The agreement between an Order and the parents or guardians of a young dedicat fell somewhere between a dower and an apprenticeship; Getaf, apparently experienced with both sorts of contracts, ironed out the details with the Bastard’s chapterhouse within two days. Waiving the age requirements, upon examination of the matter by the chapter head, was routine enough to scarcely need Pen’s clout. Children so placed would, upon their majority, have the choice of regularizing their oaths to full membership, or leaving for a lay life. Pen had no idea which Lencia and Seuka would finally choose, and finally decided it was not his task to guess so many years ahead.

Good, said Des. You borrow enough trouble already you’d need a counting-house to keep your ledger.

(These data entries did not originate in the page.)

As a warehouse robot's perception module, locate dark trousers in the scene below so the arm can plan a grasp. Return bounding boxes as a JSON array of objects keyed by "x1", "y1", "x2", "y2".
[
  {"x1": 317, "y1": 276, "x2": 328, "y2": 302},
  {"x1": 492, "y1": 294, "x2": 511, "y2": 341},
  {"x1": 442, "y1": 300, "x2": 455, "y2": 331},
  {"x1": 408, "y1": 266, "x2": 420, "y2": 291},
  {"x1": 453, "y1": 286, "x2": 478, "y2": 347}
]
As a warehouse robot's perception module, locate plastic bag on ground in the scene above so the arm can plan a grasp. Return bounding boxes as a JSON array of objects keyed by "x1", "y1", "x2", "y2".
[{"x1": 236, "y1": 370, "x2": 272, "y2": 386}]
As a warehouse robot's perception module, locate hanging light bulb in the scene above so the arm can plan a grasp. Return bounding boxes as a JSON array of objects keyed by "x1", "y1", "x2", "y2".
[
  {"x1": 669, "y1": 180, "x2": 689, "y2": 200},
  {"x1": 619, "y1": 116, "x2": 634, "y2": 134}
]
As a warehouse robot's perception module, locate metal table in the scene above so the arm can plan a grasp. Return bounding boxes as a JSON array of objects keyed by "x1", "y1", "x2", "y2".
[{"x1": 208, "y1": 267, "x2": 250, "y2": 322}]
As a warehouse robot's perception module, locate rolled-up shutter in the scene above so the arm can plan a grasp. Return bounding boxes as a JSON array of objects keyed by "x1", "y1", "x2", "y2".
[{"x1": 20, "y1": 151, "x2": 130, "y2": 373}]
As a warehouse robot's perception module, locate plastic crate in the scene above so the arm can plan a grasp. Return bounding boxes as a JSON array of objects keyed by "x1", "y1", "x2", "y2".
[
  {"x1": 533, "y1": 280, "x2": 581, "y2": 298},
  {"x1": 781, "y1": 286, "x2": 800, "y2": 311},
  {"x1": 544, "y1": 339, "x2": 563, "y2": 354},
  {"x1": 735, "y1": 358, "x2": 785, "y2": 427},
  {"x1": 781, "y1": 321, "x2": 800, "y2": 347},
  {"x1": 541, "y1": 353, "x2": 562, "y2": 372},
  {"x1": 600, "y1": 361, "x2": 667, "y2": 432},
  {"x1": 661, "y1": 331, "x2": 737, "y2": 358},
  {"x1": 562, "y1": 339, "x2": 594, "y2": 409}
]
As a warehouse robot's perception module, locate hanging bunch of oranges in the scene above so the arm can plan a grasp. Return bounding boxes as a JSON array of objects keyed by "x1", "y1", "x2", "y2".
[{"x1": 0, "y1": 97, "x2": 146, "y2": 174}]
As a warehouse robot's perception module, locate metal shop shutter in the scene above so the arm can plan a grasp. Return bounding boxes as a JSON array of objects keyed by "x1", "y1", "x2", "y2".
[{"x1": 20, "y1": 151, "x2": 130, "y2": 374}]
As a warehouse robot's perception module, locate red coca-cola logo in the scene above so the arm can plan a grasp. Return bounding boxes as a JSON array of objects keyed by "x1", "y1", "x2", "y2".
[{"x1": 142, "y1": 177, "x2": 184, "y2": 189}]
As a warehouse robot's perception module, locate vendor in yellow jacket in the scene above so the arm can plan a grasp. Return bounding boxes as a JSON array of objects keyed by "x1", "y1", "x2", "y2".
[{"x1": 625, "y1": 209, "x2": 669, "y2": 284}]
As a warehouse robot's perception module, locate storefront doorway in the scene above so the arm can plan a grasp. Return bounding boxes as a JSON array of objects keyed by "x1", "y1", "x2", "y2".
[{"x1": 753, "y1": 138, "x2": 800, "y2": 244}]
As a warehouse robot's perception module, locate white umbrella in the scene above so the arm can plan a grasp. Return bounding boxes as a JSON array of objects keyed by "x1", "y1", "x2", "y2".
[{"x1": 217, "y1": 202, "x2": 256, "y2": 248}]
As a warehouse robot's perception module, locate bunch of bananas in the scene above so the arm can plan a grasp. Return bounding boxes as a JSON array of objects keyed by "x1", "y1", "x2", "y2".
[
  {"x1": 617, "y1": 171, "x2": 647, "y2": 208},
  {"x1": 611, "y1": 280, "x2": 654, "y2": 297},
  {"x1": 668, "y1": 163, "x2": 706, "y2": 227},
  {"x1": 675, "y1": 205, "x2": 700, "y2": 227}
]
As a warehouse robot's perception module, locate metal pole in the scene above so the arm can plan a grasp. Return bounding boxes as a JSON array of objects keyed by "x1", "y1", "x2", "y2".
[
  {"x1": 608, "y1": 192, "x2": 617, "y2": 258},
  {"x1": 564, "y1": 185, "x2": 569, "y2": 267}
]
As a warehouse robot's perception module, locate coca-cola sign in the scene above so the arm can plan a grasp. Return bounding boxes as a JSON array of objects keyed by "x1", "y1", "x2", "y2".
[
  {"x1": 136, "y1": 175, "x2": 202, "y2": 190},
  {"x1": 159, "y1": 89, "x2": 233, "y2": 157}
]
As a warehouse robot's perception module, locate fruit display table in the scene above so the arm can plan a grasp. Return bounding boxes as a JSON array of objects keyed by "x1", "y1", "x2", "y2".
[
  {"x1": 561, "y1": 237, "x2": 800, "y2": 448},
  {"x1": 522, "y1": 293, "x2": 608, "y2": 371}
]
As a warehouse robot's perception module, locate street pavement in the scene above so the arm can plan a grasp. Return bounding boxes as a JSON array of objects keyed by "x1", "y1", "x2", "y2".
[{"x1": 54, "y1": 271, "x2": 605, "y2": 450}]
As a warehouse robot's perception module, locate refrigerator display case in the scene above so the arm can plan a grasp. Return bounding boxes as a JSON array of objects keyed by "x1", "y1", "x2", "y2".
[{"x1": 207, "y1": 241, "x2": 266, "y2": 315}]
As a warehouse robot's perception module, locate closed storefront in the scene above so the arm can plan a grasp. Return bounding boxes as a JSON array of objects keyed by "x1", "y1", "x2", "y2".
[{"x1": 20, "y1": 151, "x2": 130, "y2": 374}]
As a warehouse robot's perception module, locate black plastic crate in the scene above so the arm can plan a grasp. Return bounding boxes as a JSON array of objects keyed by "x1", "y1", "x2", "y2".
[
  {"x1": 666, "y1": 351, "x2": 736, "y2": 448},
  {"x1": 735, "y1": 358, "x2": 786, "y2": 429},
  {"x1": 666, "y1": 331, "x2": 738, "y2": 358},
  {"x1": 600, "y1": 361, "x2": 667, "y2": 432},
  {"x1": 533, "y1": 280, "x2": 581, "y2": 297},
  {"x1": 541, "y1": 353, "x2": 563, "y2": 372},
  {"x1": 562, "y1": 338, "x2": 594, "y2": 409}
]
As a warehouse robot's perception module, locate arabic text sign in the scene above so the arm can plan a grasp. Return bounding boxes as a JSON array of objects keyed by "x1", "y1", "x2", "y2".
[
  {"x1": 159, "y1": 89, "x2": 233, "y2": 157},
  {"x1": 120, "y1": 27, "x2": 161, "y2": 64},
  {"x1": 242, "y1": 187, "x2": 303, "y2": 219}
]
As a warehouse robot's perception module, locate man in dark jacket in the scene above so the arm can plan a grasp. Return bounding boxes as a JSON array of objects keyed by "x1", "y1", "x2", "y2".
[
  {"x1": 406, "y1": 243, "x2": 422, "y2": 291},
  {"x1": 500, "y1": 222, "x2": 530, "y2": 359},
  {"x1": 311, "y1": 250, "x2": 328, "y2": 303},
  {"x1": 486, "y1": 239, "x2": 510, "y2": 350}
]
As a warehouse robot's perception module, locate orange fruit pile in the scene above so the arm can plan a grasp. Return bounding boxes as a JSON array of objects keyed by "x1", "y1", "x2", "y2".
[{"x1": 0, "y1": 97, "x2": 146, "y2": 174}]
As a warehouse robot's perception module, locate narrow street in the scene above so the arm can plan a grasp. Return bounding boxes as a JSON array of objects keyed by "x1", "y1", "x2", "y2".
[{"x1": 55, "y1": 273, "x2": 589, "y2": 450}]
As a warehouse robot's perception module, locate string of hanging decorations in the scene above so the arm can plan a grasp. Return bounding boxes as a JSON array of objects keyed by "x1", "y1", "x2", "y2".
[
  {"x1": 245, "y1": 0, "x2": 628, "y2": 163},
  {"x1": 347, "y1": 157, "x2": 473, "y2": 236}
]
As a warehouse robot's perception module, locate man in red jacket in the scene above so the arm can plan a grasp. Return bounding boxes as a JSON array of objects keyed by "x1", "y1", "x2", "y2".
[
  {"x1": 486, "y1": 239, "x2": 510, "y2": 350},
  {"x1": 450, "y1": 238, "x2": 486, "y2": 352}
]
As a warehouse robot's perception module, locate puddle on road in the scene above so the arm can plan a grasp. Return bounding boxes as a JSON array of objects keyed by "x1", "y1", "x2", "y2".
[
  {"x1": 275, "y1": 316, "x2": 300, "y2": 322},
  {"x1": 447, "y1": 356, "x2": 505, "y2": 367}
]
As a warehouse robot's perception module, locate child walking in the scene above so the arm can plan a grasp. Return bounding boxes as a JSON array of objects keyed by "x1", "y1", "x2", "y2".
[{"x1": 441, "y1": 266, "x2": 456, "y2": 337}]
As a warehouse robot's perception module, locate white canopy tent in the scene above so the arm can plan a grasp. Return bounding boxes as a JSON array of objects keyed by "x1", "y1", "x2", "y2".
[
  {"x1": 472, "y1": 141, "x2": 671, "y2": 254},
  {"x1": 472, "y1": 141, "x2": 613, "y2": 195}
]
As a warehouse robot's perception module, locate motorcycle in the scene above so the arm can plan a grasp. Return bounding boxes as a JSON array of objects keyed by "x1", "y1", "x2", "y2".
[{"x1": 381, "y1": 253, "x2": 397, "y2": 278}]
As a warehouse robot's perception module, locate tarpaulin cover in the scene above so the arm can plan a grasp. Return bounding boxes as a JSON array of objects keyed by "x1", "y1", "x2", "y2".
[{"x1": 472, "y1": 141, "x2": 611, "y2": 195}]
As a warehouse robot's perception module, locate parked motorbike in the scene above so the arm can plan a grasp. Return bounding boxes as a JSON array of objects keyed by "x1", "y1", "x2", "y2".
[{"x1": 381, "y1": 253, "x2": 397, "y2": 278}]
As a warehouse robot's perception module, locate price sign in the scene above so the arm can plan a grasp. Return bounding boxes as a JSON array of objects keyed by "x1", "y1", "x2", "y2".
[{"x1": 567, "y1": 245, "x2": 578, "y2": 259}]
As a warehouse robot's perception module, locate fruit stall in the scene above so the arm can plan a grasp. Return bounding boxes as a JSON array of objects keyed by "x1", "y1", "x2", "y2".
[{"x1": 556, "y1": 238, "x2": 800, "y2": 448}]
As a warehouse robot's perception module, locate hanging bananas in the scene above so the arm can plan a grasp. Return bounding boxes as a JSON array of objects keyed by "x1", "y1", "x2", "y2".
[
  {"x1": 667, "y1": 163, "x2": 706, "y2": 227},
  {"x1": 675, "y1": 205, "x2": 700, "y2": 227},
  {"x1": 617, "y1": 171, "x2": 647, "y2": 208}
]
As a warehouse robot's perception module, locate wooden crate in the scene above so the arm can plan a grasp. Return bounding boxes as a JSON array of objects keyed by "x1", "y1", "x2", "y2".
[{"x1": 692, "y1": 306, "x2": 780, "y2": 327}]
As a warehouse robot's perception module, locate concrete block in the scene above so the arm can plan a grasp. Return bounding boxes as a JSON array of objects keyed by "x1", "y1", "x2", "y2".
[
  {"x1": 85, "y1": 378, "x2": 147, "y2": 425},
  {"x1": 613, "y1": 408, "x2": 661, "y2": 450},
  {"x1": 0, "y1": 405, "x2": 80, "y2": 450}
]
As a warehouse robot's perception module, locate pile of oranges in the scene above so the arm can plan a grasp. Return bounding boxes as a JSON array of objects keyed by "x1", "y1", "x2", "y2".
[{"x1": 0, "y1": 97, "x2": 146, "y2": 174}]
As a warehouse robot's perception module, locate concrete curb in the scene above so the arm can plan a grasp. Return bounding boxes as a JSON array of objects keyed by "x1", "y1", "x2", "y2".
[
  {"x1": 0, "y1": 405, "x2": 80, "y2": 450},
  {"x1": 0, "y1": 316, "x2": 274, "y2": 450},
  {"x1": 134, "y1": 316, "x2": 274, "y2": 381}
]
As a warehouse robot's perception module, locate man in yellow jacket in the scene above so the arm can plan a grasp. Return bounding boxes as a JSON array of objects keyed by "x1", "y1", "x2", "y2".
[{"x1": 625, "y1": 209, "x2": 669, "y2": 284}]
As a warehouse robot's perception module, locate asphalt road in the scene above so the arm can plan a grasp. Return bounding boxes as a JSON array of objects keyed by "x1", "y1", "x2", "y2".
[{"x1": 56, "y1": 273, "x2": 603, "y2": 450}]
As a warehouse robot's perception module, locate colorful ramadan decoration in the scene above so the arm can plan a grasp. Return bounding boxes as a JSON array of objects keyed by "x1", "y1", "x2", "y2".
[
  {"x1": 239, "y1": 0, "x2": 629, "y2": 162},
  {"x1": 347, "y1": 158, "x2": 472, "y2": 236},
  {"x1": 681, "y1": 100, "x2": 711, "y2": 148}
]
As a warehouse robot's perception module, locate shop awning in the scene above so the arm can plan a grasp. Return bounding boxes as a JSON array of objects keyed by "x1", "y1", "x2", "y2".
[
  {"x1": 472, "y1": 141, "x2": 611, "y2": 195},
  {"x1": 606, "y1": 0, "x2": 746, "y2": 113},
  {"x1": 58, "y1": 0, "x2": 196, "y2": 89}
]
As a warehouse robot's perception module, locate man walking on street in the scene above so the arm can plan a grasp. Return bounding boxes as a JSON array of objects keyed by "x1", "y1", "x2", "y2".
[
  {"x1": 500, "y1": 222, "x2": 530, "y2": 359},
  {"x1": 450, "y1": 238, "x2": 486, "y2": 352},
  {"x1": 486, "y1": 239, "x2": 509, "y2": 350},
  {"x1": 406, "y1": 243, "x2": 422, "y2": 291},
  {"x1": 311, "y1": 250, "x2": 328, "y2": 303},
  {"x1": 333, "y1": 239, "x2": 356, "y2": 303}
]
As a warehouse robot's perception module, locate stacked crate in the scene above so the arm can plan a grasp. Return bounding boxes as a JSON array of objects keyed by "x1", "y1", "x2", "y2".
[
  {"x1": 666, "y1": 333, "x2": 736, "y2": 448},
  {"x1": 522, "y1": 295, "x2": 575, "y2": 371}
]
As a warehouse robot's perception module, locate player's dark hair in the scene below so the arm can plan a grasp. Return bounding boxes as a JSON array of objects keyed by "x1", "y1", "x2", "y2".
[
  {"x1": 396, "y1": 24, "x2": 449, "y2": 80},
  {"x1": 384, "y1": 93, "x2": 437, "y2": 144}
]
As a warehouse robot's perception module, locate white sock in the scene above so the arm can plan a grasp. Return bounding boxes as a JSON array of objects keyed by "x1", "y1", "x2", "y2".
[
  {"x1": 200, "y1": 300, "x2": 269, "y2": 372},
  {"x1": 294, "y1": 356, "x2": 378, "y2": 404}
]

Pen, Nikys, and Getaf together escorted the sisters to their new home. The girls had taken to Nikys—as who would not?—and Nikys to them reciprocally. They all helped haul their few belongings through the chapterhouse’s back courtyard up to their narrow room, which had a glassed casement overlooking the town and the valley that wound up into the hills behind it. Also a wardrobe, a pair of chests, a washstand with its paraphernalia, an inviting bookshelf—Pen approved—and two beds, one on either side; Seuka promptly sat and bounced on hers, consideringly. Lencia stared around in both curiosity and trepidation, but Pen fancied the first was winning.

Then it was time to see Getaf off in turn. The man was plainly torn between concern for Lencia and Seuka, and worrying about what might be happening to his year’s worth of work waiting in a Lodi warehouse. And Jedula Corva’s daughters, Pen was reminded, were not Getaf’s only children that he had left to hope and the care of others while he journeyed, though he tactfully did not speak much of his other family in Zagosur.

It was a short walk from the chapterhouse to Vilnoc’s harbor. The skies had regained the deep blue of summer, and the gulls flashed almost painfully white against it. There were hugs, there were tears, there were probably futile admonishments against the risks of life in Vilnoc and on ships. Then the merchant pressed his coin into the hand of the oarsman and was rowed out to his waiting vessel. Getaf climbed the net and waved one last time before the crew urged him out of their way.

“Will he be safe?” fretted Seuka. All too aware, now, not just of the hazards of the world, but of the fragility of grownups.

“The storm season is over in these waters,” said Penric. “And I don’t think pirates will be attacking ships under Orban flags again so soon. He’s as safe as anyone alive and moving in the world can be.”

Nikys put in, “We can stop at the Vilnoc temple and pray for him, if you like.”

Lencia looked down at her sandals, up at Penric. “Does it help?”

“For a certainty… only at the very end of all journeys,” said Penric, his god-sworn honesty wrestling down more soothing platitudes. “But at least there we don’t travel alone.”

Lencia, after a sober moment, nodded.

They turned into the city’s streets. Bumping companionably between Penric, Des, and Nikys, the Corva sisters climbed undaunted.